Both vaccines still need to be reviewed by the Medicine and Healthcare Products Regulatory Agency (MHRA) before they can be used in the UK. As of Monday 1st February, almost 8m vaccinations have taken place, establishing the UK as a world leader in the inoculation race. This, however, has caused some tensions with the EU, which has been much slower to approve the use of vaccines. For example, the MHRA approved the Oxford-AstraZeneca vaccine on December 30th, and the first vaccination was delivered on January 4th. In contrast, the EU approved the same vaccine on January 30th. The EU has secured an order of 400m doses but there is contractual uncertainty over the deliverance of the manufactured vaccines to the UK or whether these should be diverted to the EU.

Talking point: Take a look at the arguments presented by EU Commission President Ursula von der Leyen – do you think AstraZeneca is contractually obliged to divert vaccines to the EU?

Asos Buys TopShop

On Monday, online retailer Asos bought HIIT brands, Miss Selfridge, Topman and Topshop from the Arcadia Group. The deal is reportedly worth £295m, comprised of £265m for the brands and £30m for the stock. Asos chief executive Nick Beighton has lauded the acquisition as an ‘exciting moment’, noting the company has already ‘been central to driving their (the acquired companies) recent growth online’.

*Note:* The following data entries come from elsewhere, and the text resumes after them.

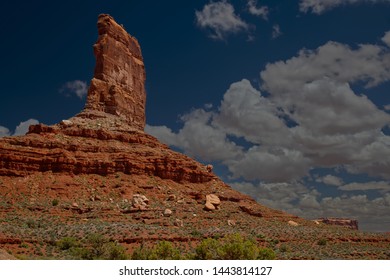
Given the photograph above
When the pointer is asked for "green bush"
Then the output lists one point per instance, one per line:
(266, 254)
(163, 250)
(96, 247)
(208, 249)
(67, 242)
(232, 247)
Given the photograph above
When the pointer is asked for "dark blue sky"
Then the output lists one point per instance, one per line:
(197, 54)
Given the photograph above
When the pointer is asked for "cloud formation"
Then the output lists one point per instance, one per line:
(221, 19)
(312, 118)
(321, 6)
(276, 31)
(76, 87)
(257, 11)
(4, 131)
(21, 129)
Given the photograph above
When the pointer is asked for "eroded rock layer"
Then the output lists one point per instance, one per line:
(107, 136)
(118, 86)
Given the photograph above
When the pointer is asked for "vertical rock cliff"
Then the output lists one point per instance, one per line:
(118, 85)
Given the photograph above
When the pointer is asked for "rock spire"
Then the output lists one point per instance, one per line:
(118, 85)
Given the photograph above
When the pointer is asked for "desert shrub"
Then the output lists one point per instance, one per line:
(207, 250)
(163, 250)
(66, 243)
(96, 247)
(232, 247)
(266, 254)
(236, 247)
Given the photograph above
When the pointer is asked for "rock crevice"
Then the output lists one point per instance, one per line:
(118, 85)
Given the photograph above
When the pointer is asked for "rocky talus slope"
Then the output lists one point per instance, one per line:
(99, 172)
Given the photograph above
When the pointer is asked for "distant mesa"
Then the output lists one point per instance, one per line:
(349, 223)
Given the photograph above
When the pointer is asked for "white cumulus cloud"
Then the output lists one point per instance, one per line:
(312, 118)
(330, 180)
(276, 32)
(20, 129)
(321, 6)
(386, 38)
(257, 11)
(4, 131)
(221, 19)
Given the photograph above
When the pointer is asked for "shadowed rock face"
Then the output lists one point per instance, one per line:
(118, 85)
(107, 136)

However, the Arcadia Group’s 13,000 employees have not been saved. So far, administrators have confirmed only 300 people will transfer to Asos, meaning roughly 2,500 jobs are at risk across the sold brands.

Administrators have revealed the deal is set to complete on February 4th, at which point there will be more information.

Read more about the run-up to this purchase

GameStock Surges

Did we undertake a financial market revolution? Last week, Reddit investors took on hedge funds and short-sellers through trading. Amateur traders caused single-day gains of 135% and 301% for GameStop and AMC Entertainment to share prices respectively. This forced short-seller Citron Research to close its position at a 100% loss.

However, regulators are concerned that using a chat forum like Reddit could amount to market manipulation. Though prosecution is very unlikely, it will be interesting to see what changes can be made to prevent this from happening again.

Why might this have happened? Here are our suggestions:

  • Boredom – In the summer of 2019, individual investors accounted for only 10%; in the summer of 2020, this had doubled to 20% and it is believed this number increased over the Christmas period.
  • Access – Trading 212 in the UK and Robinhood in the US are two trading platforms with minimal fees, empowering more people to become involved in the stock market.
  • Resentment – As many experience pandemic-induced financial distress and the wealth gap widens, there may be some resentment or sense of injustice which has influenced investor’s willingness to take risks through the stock market.
  • Social media – Reddit was able to facilitate the GameStop saga. In today’s society, it appears that creating enough ‘hype’ around something can manifest it.

Regardless of investors’ motivations, this is a remarkable case, which has prompted many to suspect incoming changes to financial markets. One thing is for sure – individuals have undoubtedly rattled institutional investors.

Talking point: What other stocks were affected? Can you explain what actually happened?